Decoding the power of ChatGPT – the chatbot that scared Google turns out to be the researchers at Google

Tram Ho

Only launched since the end of November 2022, but the appearance of ChatGPT is creating an earthquake for the field of artificial intelligence research in particular as well as for the entire technology industry in general. With the ability to present answers in a coherent and thorough manner like a real person, ChatGPT has surprised global users and completely changed the way they look at this new AI technology.

Many investors see the rise of ChatGPT as ushering in a technological revolution similar to that of the internet or the iPhone. This explains why, despite the industry-wide downturn, OpenAI still attracts investment capital with a valuation of up to $29 billion. In addition, capital is also pouring into startups on generative AI.

In fact, AI or chatbot are both technologies that have been talked about for a long time, but only with the appearance of ChatGPT, people realized the potential and great influence of these technologies on the world. So what makes ChatGPT different from its predecessors that makes even the tech giant Google tremble?
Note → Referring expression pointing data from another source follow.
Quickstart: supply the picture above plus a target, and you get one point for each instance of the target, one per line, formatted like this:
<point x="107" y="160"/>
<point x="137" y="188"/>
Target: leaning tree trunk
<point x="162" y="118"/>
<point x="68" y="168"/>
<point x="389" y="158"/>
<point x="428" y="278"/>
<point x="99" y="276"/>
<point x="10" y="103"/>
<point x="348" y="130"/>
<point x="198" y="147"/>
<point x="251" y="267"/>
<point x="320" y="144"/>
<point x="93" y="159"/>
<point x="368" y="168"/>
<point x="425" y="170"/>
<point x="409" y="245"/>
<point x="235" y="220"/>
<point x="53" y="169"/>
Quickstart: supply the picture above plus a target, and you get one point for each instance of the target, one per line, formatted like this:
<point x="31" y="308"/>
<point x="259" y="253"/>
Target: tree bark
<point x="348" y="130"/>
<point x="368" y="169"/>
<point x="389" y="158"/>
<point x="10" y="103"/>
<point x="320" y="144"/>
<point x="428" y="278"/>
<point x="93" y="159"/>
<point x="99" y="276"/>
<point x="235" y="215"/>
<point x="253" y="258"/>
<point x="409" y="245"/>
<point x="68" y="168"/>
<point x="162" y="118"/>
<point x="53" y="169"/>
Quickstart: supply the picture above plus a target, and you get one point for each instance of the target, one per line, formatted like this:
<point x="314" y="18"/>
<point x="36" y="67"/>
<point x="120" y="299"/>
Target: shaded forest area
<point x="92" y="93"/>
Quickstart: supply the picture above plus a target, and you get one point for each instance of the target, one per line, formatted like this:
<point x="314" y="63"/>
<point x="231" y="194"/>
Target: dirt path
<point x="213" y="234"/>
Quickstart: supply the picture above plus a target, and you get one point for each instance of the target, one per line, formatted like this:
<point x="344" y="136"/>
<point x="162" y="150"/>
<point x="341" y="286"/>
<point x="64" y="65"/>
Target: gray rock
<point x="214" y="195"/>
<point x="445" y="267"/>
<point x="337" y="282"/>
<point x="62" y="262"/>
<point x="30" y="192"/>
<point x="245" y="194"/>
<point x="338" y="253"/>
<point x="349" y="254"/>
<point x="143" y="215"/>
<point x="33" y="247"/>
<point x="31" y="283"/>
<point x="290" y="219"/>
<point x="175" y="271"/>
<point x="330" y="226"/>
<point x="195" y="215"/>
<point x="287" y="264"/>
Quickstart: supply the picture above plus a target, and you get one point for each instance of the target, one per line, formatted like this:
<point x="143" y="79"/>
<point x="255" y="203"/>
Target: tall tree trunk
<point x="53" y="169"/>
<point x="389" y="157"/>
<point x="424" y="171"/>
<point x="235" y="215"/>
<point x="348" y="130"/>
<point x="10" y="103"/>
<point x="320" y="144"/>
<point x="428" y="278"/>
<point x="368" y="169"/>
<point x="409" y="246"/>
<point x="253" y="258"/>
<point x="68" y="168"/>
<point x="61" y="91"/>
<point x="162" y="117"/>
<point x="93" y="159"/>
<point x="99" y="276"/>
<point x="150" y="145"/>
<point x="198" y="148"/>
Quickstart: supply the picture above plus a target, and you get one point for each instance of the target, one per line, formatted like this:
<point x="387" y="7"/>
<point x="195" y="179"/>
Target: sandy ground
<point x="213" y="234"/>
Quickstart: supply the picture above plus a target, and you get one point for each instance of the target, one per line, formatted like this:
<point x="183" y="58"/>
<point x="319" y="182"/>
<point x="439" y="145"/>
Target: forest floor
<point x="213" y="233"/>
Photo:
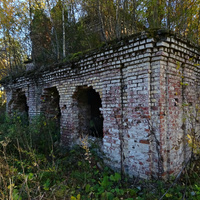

Giải mã sức mạnh ChatGPT - chatbot làm Google run sợ hóa ra của chính các nhà nghiên cứu tại Google - Ảnh 1.

But few people know, the heart of ChatGPT’s ability to communicate like “talk to people” was developed by Google researchers and implemented open source for it: Transformer deep learning architecture.

Giải mã sức mạnh ChatGPT - chatbot làm Google run sợ hóa ra của chính các nhà nghiên cứu tại Google - Ảnh 2.

This architecture is the foundation for building famous natural language processing models such as Google’s BERT or OpenAI’s GPT (short for Generative Pre-trained Transformer) model family with famous names including: including GPT-2 and GPT-3. In which GPT-3 is the foundation to create the famous ChatGPT chatbot today.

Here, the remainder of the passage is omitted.